Vie familiale, amitiés et dernières années
En 1846, Daumier épouse Alexandrine Dassy. Leur vie demeure modeste et dépendante des commandes de presse, malgré une réputation importante dans les milieux artistiques. Baudelaire admire son génie de dessinateur, Delacroix le défend, et Corot lui restera fidèlement attaché. Mais le public qui apprécie la caricature ne mesure pas encore pleinement la valeur de ses peintures. En 1860, Le Charivari réduit fortement sa collaboration. La perte de revenus est sérieuse, même si elle lui laisse davantage de temps pour peindre.
À partir de 1865, Daumier vit avec sa femme à Valmondois. Corot achète ou met à sa disposition une maison afin de lui éviter l’expulsion ; cette aide est devenue l’un des épisodes les plus touchants de l’amitié entre artistes au XIXe siècle. La vue de Daumier diminue progressivement, jusqu’à le priver presque entièrement de son travail. L’État lui accorde une pension en 1877. En 1878, Durand-Ruel organise une rétrospective de ses dessins et peintures sous la présidence de Victor Hugo : reconnaissance tardive, mais capitale, d’un peintre que les critiques les plus attentifs avaient déjà compris.

Honoré Daumier meurt à Valmondois le 10 février 1879. Il est d’abord enterré dans le cimetière du village, puis transféré au Père-Lachaise en 1880 selon le souhait de ses proches. Sa place, longtemps jugée secondaire parce qu’il travaillait pour les journaux, apparaît aujourd’hui majeure. Il a fait de l’image imprimée un langage de liberté, donné à la peinture des humbles une intensité nouvelle et apporté à la sculpture un sens exceptionnel de la psychologie. Ses personnages restent immédiatement reconnaissables parce qu’ils ne sont jamais de simples caricatures : ils portent la fatigue, l’avidité, la vanité, l’inquiétude et parfois la dignité silencieuse de la vie moderne.
Cette reconnaissance posthume ne relève pas d’un simple changement de goût. Elle tient à l’unité d’une œuvre qui traverse les genres sans perdre son attention aux êtres. La violence politique de ses estampes, la solitude de ses voyageurs, l’ombre de ses salles d’audience ou la tension de ses bustes relèvent d’un même regard. Daumier préfère la justesse d’un geste à l’anecdote et la présence d’un corps à la convention du portrait officiel. C’est cette exigence qui fait de lui l’un des grands chroniqueurs visuels du XIXe siècle.
Œuvres principales
- Gargantua, lithographie, 1831.
- Rue Transnonain, le 15 avril 1834, lithographie, 1834.

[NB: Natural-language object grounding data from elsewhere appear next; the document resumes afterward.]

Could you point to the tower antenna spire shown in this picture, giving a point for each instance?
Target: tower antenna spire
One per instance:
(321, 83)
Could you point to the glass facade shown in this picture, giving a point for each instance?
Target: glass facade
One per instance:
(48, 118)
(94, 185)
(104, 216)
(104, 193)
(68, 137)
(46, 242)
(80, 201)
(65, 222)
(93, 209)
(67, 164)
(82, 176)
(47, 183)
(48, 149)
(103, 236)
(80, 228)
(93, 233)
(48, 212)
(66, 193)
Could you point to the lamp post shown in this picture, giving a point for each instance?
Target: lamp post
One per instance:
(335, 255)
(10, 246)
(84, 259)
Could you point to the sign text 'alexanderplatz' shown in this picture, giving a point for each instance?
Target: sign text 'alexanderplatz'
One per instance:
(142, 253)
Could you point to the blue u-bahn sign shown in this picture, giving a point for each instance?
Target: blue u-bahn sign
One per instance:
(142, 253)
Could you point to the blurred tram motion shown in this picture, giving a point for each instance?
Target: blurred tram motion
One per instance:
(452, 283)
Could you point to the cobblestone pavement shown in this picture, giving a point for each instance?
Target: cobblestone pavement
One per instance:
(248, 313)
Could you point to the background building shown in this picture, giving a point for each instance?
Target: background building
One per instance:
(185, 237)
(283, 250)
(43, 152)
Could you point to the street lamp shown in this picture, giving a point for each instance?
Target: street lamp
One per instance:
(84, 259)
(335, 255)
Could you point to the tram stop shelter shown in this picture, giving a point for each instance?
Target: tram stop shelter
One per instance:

- Le Ventre législatif, lithographie, 1834.
- Série des Gens de justice, 1845-1848.
- Le Wagon de troisième classe, vers 1862-1864.
- Ratapoil, modèle sculpté, vers 1851.
- Les bustes des Célébrités du Juste Milieu.
- Les séries consacrées à Don Quichotte et aux saltimbanques.
Distinctions et repères
- Collaborateur majeur de La Caricature puis du Charivari.
- Première grande rétrospective de ses dessins et peintures chez Durand-Ruel en 1878, sous la présidence de Victor Hugo.
- Une pension de l’État lui est accordée en 1877.
- Sa tombe du Père-Lachaise est inscrite au titre des monuments historiques.